According to the Labor Department’s closely watched employment report, nonfarm payrolls surged by 303,000 jobs in March, surpassing economists’ forecasts of 200,000 jobs. This unexpected increase caused the dollar index to rise by 0.048% to 104.27, despite earlier fluctuations during the week that saw it drop from a five-month high to a two-week low.
U.S. interest rate futures scaled back the probability of a rate cut in June to 54.5% after the release of the jobs report, according to data from CME Group’s FedWatch tool.
Amo Sahota, director at Klarity FX in San Francisco, remarked, “It’s really encouraging the market to get more and more comfortable with this fact that we know rates have to come down, but do they really need to come down quickly? And do they need to come down as much?”

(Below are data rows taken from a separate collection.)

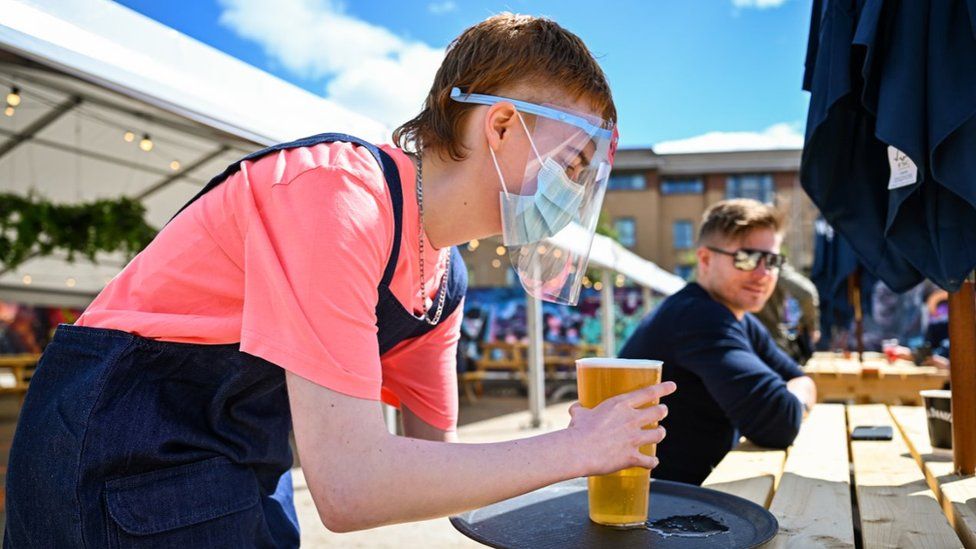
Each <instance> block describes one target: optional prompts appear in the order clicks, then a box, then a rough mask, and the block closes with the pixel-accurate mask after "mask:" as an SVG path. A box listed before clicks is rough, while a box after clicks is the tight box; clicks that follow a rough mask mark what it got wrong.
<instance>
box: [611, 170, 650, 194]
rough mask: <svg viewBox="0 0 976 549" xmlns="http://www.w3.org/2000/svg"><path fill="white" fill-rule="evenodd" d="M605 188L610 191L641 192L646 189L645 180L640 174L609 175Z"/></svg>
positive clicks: (617, 173) (613, 174)
mask: <svg viewBox="0 0 976 549" xmlns="http://www.w3.org/2000/svg"><path fill="white" fill-rule="evenodd" d="M607 188H608V189H610V190H611V191H642V190H644V189H645V188H647V180H645V179H644V174H640V173H616V174H615V173H611V174H610V180H609V181H607Z"/></svg>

Investors adjusted their expectations regarding the extent of potential Fed rate cuts, with U.S. rate futures now pricing in two cuts in 2024. Brad Bechtel, global head of FX at Jeffries, commented that this outlook should continue to bolster dollar strength across the board.
However, economic resilience and rising commodity prices, including oil, copper, coffee, and cocoa, have complicated the inflation outlook.
The dollar rebounded after comments from Minneapolis Fed President Neel Kashkari on Thursday suggested that rate cuts might not be necessary this year if inflation remains stagnant.
Against the dollar, the Japanese yen weakened to 151.540. Japanese authorities reiterated their stance against excessive yen weakness, indicating a potential intervention if the yen depreciates significantly.
Japanese Finance Minister Shunichi Suzuki reaffirmed the government’s commitment to taking appropriate action against sharp yen declines.
Bank of Japan Governor Kazuo Ueda stated that the central bank could respond with monetary policy if yen weakness adversely affects the economy. He also hinted at a possible interest rate hike in the coming months, anticipating an acceleration in inflation.
In other currencies, the euro remained flat at 1.0837, while sterling eased slightly to 1.264. The Australian dollar declined to 0.658.
In the cryptocurrency market, bitcoin fell by 0.53% to $67,589, while ether saw a slight increase to $3,328.7, up by 0.09%.